Auguste referma la porte. Il invita
le couple à s’asseoir dans un canapé, et vint se poster face à eux, sur un
fauteuil étroit.
Suzanna lança des œillades à Pierre.
Son père lui semblait trop ému, sous ce masque solennel qu’elle ne connaissait
que trop. Mais Pierre ne se laissait pas distraire.
« Il faut qu’on se parle, commença
le vieil homme en raclant sa gorge.
- On est un con, il connaît pas son
prénom, minauda telle.
- Pierre, poursuivit son père sans
se formaliser. Tu fais maintenant partie des nôtres. Suzanna, ma chérie, tu ne
pouvais me faire plus plaisir ! »
Le jeune homme recula son assise, et
posa délicatement sa main sur le bras de sa compagne.
« C’est l’homme qu’il te faut.
- Tu es sérieux ?
- Aussi vrai que je puisse l’être »
Suzanna planta ses griffes dans le
bras de son compagnon.
« A trois nous allons faire de
grandes choses, poursuivit-il.
- Papa !
- Attends ma fille ! Laisse-moi
juste expliquer.
- On est deux, Papa !
- Je sais mon ange ! Ce n’est pas ce
que je voulais dire…
- Mais tu as dit que … Ah !
- Pierre travaille avec moi.
- Ben tiens !
- Chérie, j’ai dit avec.
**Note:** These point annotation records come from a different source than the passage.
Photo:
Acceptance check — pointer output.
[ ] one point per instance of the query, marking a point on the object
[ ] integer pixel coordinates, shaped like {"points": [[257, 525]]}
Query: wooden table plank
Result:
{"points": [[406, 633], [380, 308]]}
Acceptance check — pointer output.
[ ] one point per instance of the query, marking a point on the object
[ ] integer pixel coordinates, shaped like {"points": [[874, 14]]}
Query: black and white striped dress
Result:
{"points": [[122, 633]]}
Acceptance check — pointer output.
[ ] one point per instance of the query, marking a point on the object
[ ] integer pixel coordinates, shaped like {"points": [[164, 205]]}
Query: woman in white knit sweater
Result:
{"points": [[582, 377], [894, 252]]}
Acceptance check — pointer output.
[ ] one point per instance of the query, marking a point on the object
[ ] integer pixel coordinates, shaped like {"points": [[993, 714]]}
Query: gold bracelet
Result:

Je n’ai pas
dit pour moi.
- Me fais pas rire !
- Suzanna, s’il te plait !,
l’interrompit Pierre.
- Ah Pierre, s’il te plait ! Tu ne
le connais pas. Moi si !
- Suzanna, coupa Auguste !
- Suzanna quoi ? Suzanna quoi ?, s’emporta-t-elle.
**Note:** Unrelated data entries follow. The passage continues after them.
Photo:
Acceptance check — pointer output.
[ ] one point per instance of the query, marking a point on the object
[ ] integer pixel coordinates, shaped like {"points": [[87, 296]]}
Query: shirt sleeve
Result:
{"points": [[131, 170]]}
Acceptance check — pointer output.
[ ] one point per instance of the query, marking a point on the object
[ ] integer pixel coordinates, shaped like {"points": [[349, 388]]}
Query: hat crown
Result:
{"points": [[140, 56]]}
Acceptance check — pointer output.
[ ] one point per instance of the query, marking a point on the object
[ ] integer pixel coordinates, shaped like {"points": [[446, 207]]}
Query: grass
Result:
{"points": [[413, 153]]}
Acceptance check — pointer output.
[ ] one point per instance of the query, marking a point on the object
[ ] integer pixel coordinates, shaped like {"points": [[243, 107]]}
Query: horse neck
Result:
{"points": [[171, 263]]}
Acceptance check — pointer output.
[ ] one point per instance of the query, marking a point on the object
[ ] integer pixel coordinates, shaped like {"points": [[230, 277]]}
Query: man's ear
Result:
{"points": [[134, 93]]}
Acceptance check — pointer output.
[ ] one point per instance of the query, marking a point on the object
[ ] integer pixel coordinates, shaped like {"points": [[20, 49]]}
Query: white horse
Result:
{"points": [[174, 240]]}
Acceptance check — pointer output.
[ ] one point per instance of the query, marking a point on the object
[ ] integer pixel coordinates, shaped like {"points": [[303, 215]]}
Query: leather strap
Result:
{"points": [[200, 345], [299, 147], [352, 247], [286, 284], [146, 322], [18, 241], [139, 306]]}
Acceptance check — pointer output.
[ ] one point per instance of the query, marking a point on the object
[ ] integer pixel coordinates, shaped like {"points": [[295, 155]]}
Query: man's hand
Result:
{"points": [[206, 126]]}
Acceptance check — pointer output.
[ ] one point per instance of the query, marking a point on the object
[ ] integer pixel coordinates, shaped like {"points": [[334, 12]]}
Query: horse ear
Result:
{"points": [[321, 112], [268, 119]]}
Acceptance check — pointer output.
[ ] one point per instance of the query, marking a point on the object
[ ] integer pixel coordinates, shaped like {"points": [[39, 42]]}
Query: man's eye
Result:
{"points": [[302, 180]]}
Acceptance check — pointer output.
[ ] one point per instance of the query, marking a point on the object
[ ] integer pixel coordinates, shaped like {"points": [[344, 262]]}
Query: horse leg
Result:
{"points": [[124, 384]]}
- Chérie, ton père et moi sommes
associés. A égalité. Nous n’avons signé aucun contrat. Il ne me l’a pas
proposé, je n’ai pas eu à refuser.
- Mais quel naïf ! »
Elle inspira profondément et tira de
sa poche une cigarette.
« Je sais comment ça va finir. Ça
finit toujours comme ça, avec lui !
- Suzanna ! », crièrent-ils de
concert en se redressant en même temps.
Elle ouvrit la bouche en grand, et
resta un instant, interdite.
« Ça marche, on dirait, votre petite
association ! Vous avez monté tout ça dans votre coin ? Je suis censée faire
quoi, moi ? De la figuration ? »
Elle tira sur sa cigarette et
demeura songeuse. L’un et l’autre l’observaient.
« Faites comme bon vous semble. Mais
ne vous avisez pas de m’imposer vos choix ! Je ne suis pas du genre à me
laisser manipuler aussi facilement !
- Ma chérie, reprit Auguste en se
renfonçant dans le creux de son fauteuil. Je comprends ce que tu ressens. Tu es
en colère, tu as tes raisons. Ni Pierre ni moi ne souhaitons t’imposer quoi que
ce soit. Tu as voulu cet homme ? Il est à toi, il le veut, je suis d’accord. Et
plus que ça !
- C’est ça qui pose problème, papa !
Que tu sois plus que d’accord. On ne te le demande pas !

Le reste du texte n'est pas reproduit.